COMCAST CEO Brian Roberts will deliver this morning’s CES keynote and reveal a plan to increase on-demand titles from 1,300 to 6,000. Roberts will also discuss the company’s plans for Fancast.com, a guide to video that helps users find content online and offline. Fancast will let users search for any content in any format. A search on the site will return listings for TV, DVD, iTunes, Netflix, Amazon or web video sites like Hulu. The site will also integrate with Comcast and TiVo DVRs, letting users schedule recordings through the site.
CISCO has designed an “entertainment operating system” that will help companies build online communities of viewers that watch specific TV shows or match other criteria. The “Eos” will monitor user interaction in the community and deliver both web-based content recommendations for users as well as targeted advertising. Eos will be tested on sites for the NHL and Nascar.
ECHOSTAR has announced a $39.99 digital-to-analog converter box, which will be fully covered by the NTIA’s $40 converter coupons. Users will only have to pay sales tax on the boxes. EchoStar is also working on higher-end converters that include DVR functionality but are not covered by the coupon program. In related news, the NTIA has certified 250 retailers and 19 different digital-to-analog converters for the program. Retailers include Best Buy and Wal-Mart.
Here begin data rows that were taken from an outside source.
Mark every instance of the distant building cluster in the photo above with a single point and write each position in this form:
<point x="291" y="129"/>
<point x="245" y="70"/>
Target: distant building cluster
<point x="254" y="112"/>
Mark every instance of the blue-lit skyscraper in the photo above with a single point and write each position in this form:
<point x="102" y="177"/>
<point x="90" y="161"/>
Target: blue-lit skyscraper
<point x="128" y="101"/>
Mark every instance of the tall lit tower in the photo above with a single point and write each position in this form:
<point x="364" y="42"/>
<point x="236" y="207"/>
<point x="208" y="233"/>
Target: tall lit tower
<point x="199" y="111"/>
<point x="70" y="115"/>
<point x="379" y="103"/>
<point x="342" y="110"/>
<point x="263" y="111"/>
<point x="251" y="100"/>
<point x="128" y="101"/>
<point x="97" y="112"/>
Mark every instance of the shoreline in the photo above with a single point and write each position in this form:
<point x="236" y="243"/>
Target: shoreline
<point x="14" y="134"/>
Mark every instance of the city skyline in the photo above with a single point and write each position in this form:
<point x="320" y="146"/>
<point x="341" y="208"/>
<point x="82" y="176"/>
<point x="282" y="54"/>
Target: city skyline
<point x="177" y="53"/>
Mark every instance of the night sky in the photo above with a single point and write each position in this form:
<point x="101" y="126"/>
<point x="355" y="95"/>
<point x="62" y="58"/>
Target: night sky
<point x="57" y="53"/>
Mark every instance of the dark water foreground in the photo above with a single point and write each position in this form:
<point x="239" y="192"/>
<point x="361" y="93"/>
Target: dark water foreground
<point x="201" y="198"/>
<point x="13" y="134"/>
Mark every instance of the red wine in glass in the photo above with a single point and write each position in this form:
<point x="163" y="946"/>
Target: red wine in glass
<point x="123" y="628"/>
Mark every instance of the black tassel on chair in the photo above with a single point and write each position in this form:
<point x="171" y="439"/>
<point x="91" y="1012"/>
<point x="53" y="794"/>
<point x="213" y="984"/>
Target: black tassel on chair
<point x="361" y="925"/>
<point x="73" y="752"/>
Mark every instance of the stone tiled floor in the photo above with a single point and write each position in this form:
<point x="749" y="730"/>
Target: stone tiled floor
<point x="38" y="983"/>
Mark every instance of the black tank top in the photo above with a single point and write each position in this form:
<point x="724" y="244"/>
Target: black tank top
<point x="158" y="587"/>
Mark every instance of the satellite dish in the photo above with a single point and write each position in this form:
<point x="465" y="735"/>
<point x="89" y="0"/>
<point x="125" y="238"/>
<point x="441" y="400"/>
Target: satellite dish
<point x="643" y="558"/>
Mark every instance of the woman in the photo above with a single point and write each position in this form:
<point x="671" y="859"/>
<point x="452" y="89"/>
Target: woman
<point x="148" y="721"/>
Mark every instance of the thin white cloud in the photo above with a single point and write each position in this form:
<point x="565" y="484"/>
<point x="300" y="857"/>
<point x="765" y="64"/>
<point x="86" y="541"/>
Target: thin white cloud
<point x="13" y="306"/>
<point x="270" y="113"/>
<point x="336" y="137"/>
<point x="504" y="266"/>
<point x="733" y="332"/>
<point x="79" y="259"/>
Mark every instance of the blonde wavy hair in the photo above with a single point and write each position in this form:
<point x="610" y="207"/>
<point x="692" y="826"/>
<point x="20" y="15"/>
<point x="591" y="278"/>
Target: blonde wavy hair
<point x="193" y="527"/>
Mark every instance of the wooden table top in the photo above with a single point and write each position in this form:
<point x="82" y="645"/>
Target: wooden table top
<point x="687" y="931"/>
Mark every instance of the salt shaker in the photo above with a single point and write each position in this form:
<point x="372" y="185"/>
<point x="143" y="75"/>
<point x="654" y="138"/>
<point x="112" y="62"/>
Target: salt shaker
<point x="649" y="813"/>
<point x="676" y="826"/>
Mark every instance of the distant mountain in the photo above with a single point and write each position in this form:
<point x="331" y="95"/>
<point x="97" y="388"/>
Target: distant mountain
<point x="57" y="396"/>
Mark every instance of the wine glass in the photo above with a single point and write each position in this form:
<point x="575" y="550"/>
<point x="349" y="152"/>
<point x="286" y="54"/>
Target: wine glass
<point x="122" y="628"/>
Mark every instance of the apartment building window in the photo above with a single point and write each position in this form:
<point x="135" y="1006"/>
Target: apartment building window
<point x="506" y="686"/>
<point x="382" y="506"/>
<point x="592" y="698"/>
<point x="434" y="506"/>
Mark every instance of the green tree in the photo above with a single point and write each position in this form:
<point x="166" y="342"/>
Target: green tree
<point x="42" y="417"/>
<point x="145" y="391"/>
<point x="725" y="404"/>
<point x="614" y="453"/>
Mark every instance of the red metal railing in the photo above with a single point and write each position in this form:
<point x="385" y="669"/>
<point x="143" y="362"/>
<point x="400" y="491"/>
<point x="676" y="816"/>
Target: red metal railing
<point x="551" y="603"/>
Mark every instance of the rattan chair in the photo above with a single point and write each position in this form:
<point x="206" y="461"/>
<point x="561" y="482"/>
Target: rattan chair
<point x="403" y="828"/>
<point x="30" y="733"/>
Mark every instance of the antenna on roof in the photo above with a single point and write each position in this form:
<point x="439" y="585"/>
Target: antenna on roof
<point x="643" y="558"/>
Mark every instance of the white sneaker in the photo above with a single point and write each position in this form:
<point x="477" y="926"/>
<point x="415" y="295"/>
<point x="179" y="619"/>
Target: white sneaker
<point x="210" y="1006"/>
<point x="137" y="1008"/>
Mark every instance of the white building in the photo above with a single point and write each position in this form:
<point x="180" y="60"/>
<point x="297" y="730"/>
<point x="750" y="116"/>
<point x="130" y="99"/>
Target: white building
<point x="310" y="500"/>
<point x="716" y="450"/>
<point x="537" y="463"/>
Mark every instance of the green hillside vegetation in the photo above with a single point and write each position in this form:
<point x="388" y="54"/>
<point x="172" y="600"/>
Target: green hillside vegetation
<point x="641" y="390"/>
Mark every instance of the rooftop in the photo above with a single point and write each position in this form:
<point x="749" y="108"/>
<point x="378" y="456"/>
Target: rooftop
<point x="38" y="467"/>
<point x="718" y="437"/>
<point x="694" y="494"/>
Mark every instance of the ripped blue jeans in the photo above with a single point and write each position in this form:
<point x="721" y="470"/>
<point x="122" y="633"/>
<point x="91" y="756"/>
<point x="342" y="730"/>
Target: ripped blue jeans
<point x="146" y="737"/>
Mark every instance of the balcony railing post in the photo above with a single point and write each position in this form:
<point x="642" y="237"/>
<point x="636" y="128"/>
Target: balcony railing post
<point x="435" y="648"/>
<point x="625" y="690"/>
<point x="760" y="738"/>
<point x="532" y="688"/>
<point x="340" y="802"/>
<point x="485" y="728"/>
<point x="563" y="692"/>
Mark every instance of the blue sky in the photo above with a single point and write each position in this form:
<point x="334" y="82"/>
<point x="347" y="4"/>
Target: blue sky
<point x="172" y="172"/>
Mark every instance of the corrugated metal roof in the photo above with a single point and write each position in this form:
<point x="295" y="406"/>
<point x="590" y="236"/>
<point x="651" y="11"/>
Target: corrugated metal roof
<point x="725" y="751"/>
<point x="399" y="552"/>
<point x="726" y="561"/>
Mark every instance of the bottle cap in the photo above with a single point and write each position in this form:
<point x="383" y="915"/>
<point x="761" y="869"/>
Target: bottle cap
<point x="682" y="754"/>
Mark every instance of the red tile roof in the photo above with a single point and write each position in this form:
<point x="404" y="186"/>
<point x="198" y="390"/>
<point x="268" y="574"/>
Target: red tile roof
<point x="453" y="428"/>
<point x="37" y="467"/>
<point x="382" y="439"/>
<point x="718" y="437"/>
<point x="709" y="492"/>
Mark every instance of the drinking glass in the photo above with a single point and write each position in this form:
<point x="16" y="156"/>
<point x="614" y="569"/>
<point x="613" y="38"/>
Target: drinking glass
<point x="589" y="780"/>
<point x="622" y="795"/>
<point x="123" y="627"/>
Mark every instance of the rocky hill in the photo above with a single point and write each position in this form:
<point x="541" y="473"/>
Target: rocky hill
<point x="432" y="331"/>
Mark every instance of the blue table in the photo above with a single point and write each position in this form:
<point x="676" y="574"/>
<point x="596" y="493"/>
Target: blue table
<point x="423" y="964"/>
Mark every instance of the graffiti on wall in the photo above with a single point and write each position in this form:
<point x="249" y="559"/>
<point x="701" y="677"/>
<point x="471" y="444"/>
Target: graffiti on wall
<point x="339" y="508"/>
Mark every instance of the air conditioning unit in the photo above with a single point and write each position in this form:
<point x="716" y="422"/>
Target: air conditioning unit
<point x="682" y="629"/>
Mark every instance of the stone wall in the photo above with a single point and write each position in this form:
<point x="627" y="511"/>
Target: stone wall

PANASONIC unveiled a new 150 inch Plasma TV, proclaiming it the world’s largest high-def display. The TV offers 2160×4096 resolution, totaling almost 9 million pixels. Panasonic also unveiled an initiative with Google that will bring YouTube and the Picasa photo-sharing site to its new Viera HDTV’s.
PARAMOUNT will reportedly follow Warner Bros. in dropping support for HD DVD. The Financial Times is reporting the exclusive story and proclaiming this the latest “final blow” to HD DVD.
SONY BMG announced the details of its new DRM-free offering, which requires users to go to retail stores, purchase cards and then visit a website to download the unprotected music. Downloads will come from Platinum MusicPass, a new site starting January 15th. Music download cards will be available at 4,500 retail outlets for $12.99. Sony BMG said the service is “a great way to bring digital music to the physical retail space.” Retailers may love the idea. Consumers will not.
BITTORRENT announced that both Netgear and D-Link have joined its Device Partners program. The companies will license BitTorrent technology for devices that enable file sharing at home and across the web. As part of the program, BitTorrent has certified the D-Link Xtreme N DIR-655 router and installed its SDK on the DNS-323 storage unit. Netgear will use BitTorrent technology to power the Digital Entertainer HD, a device that brings Internet content (including hi-def streams) to HDTVs.